Tego dnia na niebie nie było ani jednej chmury, która zasłaniała by słońce, nie pozwalając mu świecić. Wiele rzeczy z pamięci Michaela zostało wymazane i nie potrafił przypomnieć sobie, co by mógł robić w takiej chwili gdyby żył.
On, jak i Ryan mieli za zadanie opiekować się dziećmi, lecz Ryan miał opiekować się również osobami, które cierpią na to samo, co on kiedyś.
Wspierał ich jak tylko mógł, starając się aby ich ostatnie chwile były najlepsze.
Za życia bardzo cierpiał, ale nie poddawał się. Teraz wie, że to była też zasługa swojego Anioła Stróża, który co jakiś czas objawiał się mu we śnie. Teraz on robi to samo. Obejmuje małe dzieci swoimi ramionami, sprawiając aby te małe istoty poczuły się nieco bardziej bezpiecznie i pełne siły. Wpajał w ich energię do przezwyciężenia choroby. Dziękował Bogu za to, że pozwolił mu żyć kilkanaście lat dłużej, niż było mu to pisane. Oboje rozmawiali ze sobą jak przyjaciele, opowiadali o swoich podopiecznych, czy o nowo poznanych Aniołach, którzy dołączyli do ich grona niedawno.
W pewnym momencie Michael poczuł dziwne ukłucie, dziwny sygnał, że coś się w pobliżu złego dzieje. Taki sygnał oznaczał, że gdzieś w pobliżu jego podopieczni, czy jakieś dziecko jest zagrożone. Wstał i rozejrzał się.
- Coś nie tak? Ktoś cię wzywa? - zapytał go chłopak niezdziwiony reakcją przyjaciela.
Wtem mężczyzna zauważył płonący budynek, skąd słyszał krzyczące dziecko.
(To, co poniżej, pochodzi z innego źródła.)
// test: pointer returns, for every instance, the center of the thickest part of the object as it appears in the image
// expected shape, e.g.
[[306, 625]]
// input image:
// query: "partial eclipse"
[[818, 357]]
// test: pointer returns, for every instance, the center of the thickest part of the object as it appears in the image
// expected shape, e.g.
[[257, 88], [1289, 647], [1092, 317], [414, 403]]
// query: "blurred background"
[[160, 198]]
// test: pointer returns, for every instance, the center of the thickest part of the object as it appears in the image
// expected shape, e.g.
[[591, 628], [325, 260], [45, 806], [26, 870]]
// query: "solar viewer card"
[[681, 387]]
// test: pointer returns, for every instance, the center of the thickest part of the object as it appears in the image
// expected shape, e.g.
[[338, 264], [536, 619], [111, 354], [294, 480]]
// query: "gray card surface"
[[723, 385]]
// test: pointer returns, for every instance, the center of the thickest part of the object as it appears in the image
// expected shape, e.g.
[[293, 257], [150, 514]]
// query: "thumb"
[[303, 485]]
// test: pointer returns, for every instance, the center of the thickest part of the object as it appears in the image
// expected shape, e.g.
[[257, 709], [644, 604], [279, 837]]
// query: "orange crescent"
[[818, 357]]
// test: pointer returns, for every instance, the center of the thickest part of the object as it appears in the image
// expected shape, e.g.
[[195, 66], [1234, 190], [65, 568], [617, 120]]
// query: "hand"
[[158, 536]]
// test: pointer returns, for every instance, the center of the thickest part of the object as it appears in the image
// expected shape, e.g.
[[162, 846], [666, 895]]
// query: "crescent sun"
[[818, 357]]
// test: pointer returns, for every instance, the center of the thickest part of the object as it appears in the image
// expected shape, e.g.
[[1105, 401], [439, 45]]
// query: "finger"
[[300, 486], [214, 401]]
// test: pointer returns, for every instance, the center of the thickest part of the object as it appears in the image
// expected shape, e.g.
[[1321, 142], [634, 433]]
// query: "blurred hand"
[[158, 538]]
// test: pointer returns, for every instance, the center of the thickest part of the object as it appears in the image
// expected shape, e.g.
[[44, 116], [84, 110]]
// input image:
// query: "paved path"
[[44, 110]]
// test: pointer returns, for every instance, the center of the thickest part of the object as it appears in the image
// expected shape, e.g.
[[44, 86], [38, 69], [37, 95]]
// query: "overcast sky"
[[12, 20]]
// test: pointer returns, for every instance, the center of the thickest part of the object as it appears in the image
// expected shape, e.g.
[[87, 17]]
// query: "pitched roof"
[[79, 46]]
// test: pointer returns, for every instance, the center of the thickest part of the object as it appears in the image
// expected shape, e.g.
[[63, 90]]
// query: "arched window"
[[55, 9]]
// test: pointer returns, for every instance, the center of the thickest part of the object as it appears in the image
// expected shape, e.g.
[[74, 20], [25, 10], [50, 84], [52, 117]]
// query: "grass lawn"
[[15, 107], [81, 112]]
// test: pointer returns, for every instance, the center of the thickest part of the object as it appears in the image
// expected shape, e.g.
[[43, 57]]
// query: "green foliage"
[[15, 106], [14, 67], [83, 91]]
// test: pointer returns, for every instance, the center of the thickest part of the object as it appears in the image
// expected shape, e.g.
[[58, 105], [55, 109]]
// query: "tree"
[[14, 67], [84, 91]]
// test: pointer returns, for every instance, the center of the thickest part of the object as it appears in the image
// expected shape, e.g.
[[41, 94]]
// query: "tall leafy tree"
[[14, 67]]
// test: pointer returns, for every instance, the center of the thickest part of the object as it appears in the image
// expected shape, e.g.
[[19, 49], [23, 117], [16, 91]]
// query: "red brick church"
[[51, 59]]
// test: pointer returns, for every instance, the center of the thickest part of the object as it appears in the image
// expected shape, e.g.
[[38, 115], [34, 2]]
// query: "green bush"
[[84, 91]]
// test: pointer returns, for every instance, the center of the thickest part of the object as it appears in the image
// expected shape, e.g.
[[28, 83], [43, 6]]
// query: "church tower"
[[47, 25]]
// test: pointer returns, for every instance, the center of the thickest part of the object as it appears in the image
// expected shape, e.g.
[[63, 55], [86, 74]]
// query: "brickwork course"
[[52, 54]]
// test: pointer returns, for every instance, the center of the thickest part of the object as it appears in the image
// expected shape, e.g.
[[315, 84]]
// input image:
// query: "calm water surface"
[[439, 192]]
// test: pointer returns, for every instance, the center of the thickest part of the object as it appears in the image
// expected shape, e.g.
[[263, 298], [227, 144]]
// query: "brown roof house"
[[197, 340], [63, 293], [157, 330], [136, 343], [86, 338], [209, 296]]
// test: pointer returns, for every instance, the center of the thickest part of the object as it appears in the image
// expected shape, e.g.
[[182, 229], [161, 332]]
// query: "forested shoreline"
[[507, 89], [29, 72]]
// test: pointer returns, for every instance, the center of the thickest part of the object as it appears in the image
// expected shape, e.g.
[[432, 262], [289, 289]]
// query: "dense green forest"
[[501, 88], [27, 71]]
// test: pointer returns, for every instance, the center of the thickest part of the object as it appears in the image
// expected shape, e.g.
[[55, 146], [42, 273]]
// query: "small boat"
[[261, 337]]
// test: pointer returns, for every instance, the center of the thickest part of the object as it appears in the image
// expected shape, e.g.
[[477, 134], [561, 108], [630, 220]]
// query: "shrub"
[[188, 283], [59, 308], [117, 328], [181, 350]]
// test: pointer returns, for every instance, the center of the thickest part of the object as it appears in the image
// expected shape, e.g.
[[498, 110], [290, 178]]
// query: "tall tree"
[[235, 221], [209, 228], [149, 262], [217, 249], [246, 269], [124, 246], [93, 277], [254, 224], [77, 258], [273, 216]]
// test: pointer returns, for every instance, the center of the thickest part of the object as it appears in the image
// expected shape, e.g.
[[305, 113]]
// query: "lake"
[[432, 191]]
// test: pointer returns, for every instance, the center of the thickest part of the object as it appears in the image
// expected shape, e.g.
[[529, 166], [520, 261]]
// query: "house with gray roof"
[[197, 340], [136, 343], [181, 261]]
Anioły mogą słyszeć z daleka osoby, które potrzebują ich pomocy.
- Ktoś mnie potrzebuje.
Za pomocą swoich zdolności znikł, by po krótkiej chwili być w budynku.
W jednym z małych pokoi zauważył dziewczynę, która trzymając dziecko na rękach próbowała omijać płomienie, które z każdą chwilą rozprzestrzeniały się coraz bardziej.
Tą dziewczyną była Amanda, która modląc się cicho, pragnęła aby ktoś ich uratował.
- Michael... Proszę... Pomóż nam, błagam... - mówiła w myślach, czując jak cała siła ją opuszcza.
Anioł za pomocą swoich skrzydeł, objął ją oraz dziecko nie pozwalając, aby płomienie ich spaliły.
Kilka minut później, na miejsce pojawił się strażak, który zabrał dziecko i podał je swojemu przyjacielowi, a potem wziął na ręce dziewczynę, która zemdlała.
Po wyjściu na zewnątrz, każdy kto tam był dziwił się, że dziewczyna oraz dziecko nie zostali poparzeni. Ich ciała nie miały żadnych śladów, ani żadnych ran.
Chwilę potem budynek ugaszono, a ofiary poszkodowane zostały zawiezione do szpitali.
Michael również pojawił się w szpitalu, będąc przy swojej podopiecznej oraz dziecku, aby ich wesprzeć.
Mały chłopiec, który leżał w ogromnym szpitalnym łóżku, miał trudności z oddychaniem.
Michael stanął przy nim i wymawiając ciche słowa, które go Bóg nauczył, chciał sprawić aby maluch wyzdrowiał.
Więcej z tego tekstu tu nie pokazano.